Taiga acquires Exterior Wood to expand wood treatment business
Taiga Building Products Ltd has announce that it has entered, through a wholly owned subsidiary, into a share purchase agreement (SPA) with Exterior Wood, Inc. and its shareholders, whereby Taiga will acquire all of the issued and outstanding common shares of Exterior Wood for a purchase price of US$42,000,000, subject to certain adjustments at closing of the acquisition in respect of working capital, cash and certain outstanding indebtedness. The acquisition has been structured to close on a cash free debt free basis.
Exterior Wood has been operating a wood treatment facility and distribution centre in Washougal, Washington since 1977, and services retail building supply centres throughout the western United States (U.S.) and Canada with a wide array of pressure treated products. The acquisition will expand Taiga's existing wood treatment operations at three facilities in Canada, with additional penetration into the United States market.
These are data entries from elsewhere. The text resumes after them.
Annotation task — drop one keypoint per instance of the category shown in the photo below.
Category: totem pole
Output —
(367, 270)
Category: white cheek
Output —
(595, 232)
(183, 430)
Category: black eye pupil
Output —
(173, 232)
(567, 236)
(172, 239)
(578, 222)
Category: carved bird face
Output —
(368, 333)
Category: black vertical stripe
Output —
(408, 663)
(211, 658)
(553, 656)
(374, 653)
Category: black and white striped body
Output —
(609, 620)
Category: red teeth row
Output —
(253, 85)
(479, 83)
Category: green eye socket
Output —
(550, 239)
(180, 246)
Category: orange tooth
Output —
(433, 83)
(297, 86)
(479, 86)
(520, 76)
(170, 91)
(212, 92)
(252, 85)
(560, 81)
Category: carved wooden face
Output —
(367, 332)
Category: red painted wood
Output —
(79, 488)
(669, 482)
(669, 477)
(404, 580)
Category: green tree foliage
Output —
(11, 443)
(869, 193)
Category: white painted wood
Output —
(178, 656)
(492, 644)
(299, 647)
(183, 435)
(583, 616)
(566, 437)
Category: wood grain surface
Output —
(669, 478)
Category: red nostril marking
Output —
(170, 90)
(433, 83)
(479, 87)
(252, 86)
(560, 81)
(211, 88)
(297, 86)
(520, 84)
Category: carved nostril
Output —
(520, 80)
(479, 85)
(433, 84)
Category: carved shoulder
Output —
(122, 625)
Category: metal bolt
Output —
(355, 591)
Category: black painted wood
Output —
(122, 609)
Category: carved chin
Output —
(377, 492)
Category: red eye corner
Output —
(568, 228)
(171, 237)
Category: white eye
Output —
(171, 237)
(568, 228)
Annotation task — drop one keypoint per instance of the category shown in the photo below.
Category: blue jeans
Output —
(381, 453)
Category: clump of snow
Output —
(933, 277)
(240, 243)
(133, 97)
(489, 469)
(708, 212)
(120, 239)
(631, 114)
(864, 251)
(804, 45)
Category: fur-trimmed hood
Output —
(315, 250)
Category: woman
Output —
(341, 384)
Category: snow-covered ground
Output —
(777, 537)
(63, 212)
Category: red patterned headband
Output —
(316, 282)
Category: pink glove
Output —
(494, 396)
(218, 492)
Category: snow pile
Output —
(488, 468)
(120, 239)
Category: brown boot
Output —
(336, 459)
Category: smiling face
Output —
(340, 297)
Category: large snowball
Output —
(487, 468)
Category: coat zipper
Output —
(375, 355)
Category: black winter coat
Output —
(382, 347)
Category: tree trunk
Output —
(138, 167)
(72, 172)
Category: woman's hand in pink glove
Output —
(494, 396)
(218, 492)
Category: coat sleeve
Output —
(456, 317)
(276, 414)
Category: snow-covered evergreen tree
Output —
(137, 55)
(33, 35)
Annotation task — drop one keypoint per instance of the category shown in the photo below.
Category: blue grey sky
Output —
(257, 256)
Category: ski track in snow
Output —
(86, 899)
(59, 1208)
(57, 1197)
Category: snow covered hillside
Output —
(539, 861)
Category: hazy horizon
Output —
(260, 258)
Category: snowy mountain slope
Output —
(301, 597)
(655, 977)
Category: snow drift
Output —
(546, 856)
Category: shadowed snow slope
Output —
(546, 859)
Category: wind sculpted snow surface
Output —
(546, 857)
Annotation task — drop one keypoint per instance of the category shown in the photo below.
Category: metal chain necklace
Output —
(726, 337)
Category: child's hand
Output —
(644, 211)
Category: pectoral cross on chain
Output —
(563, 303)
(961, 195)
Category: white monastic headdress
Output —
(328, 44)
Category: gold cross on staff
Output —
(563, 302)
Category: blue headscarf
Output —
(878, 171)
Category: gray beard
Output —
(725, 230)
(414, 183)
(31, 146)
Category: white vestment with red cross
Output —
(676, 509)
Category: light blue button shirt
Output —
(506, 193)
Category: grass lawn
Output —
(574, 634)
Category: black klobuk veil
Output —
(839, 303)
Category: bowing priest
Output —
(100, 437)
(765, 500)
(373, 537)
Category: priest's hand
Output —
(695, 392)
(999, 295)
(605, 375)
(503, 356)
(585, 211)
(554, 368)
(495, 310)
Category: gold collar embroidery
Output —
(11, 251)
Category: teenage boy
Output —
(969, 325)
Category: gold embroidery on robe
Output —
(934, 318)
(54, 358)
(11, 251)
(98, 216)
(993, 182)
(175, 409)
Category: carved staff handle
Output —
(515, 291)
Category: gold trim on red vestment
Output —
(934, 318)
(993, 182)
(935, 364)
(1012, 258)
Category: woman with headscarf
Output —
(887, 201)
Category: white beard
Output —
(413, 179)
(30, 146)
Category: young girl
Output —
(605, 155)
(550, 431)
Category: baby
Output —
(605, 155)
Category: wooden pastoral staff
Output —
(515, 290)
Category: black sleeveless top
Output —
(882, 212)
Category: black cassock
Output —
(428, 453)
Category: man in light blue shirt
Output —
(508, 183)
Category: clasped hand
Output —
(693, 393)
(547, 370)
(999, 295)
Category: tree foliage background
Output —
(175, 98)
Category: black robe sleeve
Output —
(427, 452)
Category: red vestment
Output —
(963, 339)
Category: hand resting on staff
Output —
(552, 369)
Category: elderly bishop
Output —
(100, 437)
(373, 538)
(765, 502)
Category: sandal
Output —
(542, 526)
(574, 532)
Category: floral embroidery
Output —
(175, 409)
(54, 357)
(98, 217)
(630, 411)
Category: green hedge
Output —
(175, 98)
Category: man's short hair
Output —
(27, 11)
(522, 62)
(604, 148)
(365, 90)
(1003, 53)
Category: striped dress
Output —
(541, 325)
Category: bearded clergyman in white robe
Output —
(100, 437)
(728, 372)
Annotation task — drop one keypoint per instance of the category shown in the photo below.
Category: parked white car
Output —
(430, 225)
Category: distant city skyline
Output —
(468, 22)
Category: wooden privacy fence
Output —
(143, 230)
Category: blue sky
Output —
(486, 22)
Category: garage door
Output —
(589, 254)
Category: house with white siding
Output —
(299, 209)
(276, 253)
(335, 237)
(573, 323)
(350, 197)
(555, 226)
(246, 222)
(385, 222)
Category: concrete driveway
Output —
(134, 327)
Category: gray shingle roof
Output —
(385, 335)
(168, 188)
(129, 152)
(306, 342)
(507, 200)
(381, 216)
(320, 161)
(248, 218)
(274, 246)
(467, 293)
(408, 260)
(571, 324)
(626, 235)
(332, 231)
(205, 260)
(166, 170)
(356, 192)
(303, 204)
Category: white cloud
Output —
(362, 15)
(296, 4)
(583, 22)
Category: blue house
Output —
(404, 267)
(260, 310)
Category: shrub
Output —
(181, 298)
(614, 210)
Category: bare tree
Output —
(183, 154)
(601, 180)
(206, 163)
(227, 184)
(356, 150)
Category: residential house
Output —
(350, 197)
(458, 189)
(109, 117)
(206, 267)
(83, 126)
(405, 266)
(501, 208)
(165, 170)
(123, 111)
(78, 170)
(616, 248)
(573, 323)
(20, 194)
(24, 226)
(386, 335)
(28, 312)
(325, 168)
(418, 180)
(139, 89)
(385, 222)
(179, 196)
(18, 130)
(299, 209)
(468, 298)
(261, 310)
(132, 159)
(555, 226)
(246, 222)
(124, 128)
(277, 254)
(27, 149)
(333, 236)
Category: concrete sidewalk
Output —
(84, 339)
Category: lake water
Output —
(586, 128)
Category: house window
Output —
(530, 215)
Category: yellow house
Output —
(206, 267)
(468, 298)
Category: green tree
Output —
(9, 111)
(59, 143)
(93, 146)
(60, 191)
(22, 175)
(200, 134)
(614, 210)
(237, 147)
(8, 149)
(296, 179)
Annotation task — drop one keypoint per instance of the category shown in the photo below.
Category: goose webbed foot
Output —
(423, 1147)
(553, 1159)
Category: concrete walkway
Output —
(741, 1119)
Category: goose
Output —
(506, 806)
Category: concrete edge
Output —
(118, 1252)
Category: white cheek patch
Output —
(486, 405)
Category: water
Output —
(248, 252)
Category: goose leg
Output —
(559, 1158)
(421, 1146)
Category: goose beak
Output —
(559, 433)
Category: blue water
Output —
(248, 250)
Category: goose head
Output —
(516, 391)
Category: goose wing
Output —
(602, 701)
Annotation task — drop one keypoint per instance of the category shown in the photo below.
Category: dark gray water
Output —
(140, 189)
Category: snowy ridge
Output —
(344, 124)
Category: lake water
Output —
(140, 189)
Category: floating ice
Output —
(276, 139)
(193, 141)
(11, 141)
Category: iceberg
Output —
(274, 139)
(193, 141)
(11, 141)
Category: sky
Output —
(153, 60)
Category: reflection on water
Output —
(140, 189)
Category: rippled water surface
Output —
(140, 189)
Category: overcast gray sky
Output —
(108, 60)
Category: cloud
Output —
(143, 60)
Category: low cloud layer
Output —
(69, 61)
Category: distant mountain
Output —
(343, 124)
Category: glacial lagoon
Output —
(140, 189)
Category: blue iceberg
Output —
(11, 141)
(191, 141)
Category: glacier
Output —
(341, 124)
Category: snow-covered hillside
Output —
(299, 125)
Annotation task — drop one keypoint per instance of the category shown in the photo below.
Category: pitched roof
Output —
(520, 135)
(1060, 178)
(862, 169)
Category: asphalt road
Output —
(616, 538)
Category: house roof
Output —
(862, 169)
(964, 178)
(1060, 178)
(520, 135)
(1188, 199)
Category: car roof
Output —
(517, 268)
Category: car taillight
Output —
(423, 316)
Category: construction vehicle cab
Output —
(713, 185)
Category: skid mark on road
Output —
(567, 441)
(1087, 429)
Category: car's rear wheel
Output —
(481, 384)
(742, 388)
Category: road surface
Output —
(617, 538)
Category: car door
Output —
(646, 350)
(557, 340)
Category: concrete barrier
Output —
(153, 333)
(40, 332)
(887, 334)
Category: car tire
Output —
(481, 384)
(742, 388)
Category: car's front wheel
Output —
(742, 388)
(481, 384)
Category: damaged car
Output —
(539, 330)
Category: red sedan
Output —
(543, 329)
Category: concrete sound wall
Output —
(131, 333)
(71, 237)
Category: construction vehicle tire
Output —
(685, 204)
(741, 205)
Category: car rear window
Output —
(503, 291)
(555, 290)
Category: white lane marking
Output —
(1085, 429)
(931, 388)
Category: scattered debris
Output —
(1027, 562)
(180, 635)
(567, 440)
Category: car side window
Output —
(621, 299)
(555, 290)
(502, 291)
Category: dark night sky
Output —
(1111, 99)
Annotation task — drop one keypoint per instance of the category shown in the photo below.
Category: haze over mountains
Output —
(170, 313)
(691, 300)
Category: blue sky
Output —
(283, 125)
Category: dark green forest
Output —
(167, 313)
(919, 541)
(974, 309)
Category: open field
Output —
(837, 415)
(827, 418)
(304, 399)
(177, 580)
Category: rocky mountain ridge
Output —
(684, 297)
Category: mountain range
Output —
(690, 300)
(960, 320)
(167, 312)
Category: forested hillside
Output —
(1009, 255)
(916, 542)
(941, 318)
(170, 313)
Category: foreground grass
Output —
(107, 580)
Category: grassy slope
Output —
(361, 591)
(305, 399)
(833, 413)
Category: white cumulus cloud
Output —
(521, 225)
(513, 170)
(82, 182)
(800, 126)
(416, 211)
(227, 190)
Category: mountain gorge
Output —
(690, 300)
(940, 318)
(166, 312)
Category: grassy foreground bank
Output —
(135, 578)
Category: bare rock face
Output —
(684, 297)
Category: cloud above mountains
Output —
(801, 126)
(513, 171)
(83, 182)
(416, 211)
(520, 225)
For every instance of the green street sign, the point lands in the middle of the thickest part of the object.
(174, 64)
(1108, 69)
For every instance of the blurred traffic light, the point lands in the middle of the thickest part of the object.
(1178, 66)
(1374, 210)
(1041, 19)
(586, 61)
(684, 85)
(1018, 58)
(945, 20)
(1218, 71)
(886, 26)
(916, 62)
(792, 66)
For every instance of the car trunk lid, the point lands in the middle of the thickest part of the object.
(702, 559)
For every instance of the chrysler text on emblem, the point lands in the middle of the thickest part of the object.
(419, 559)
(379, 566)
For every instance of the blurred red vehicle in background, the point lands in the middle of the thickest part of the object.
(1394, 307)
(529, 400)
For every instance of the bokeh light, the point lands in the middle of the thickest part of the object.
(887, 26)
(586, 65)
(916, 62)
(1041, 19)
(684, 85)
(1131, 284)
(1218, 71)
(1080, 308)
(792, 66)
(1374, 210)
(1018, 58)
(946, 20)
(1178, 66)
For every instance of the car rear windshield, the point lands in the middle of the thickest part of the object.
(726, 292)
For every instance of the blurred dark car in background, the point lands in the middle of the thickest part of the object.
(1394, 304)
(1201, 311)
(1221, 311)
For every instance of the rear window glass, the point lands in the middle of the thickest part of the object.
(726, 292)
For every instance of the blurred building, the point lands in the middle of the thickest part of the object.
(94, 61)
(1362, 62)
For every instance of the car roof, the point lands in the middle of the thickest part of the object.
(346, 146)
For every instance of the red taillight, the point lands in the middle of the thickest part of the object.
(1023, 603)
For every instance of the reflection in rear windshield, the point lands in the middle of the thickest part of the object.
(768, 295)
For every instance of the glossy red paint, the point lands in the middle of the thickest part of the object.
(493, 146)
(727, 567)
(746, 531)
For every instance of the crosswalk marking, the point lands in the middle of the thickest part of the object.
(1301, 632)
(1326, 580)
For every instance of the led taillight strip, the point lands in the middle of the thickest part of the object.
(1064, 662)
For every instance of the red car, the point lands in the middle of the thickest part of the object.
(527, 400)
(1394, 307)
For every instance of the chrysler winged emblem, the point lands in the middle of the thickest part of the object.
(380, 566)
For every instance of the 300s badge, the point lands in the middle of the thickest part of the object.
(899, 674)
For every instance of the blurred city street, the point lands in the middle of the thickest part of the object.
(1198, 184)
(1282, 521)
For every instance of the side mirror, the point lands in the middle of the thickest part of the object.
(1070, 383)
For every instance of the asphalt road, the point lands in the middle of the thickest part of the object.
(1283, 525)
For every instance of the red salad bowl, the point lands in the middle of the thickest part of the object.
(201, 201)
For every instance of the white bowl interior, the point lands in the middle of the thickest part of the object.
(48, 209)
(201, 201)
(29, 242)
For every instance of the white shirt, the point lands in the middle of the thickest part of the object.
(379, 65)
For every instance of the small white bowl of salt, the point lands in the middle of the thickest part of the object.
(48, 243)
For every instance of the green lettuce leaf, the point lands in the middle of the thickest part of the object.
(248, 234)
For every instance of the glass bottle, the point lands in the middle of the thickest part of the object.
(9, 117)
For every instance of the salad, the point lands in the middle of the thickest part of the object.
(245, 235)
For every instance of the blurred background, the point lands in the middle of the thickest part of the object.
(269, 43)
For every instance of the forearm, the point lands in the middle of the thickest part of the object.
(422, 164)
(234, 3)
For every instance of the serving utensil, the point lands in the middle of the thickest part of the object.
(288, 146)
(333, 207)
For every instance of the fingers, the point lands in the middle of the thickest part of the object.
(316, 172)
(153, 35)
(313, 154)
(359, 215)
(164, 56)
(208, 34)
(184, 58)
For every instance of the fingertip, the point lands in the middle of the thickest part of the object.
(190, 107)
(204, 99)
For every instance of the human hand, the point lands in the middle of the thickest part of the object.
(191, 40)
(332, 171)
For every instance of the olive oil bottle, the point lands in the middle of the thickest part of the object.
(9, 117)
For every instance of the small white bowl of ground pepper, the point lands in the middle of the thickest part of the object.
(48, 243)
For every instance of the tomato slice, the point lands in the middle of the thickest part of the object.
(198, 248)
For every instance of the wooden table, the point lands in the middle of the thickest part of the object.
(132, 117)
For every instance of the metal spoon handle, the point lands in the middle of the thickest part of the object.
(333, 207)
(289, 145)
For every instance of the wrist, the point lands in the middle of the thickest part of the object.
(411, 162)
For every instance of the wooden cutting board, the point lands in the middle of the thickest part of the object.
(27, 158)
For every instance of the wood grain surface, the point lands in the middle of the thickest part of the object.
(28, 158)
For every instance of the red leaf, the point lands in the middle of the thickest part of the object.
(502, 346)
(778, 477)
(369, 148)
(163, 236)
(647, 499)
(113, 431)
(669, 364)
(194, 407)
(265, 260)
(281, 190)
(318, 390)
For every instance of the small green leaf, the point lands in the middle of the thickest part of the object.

“The acquisition of Exterior Wood and the expansion of our wood treatment business represents a significant step forward in our corporate strategy of pursuing value enhancing opportunities,” Trent Balog, president and CEO of Taiga, commented. “With a well-established customer and supplier base, we believe that the Exterior Wood acquisition will be accretive to Taiga's business and will successfully integrate within our proven operational capabilities, in addition to expanding our distribution reach in a strategic region. We look forward to working with the Exterior Wood team who have dedicated many years to the development and achievements of this business.”
“We are excited to be associated with a company as well respected in our industry as Taiga. In addition to placing a high value on our customer relationships, suppliers and employees, it has a culture that matches very well with the one we have developed over time at Exterior Wood,” Dave Perry, President of Exterior Wood, added. “We are enthusiastic about what the future holds as we work together.”
Closing of the SPA is subject to various conditions including the parties entering into an escrow agreement to fund certain environmental remediation measures using a portion of the purchase price up to $3.84 million; Exterior Wood entering into a new lease in respect of the occupied premises; and the receipt of certain third party consents and approvals for the acquisition, among others. Closing of the SPA is expected to occur on or about July 31, 2018. Taiga expects to finance the purchase price primarily using its senior credit facility.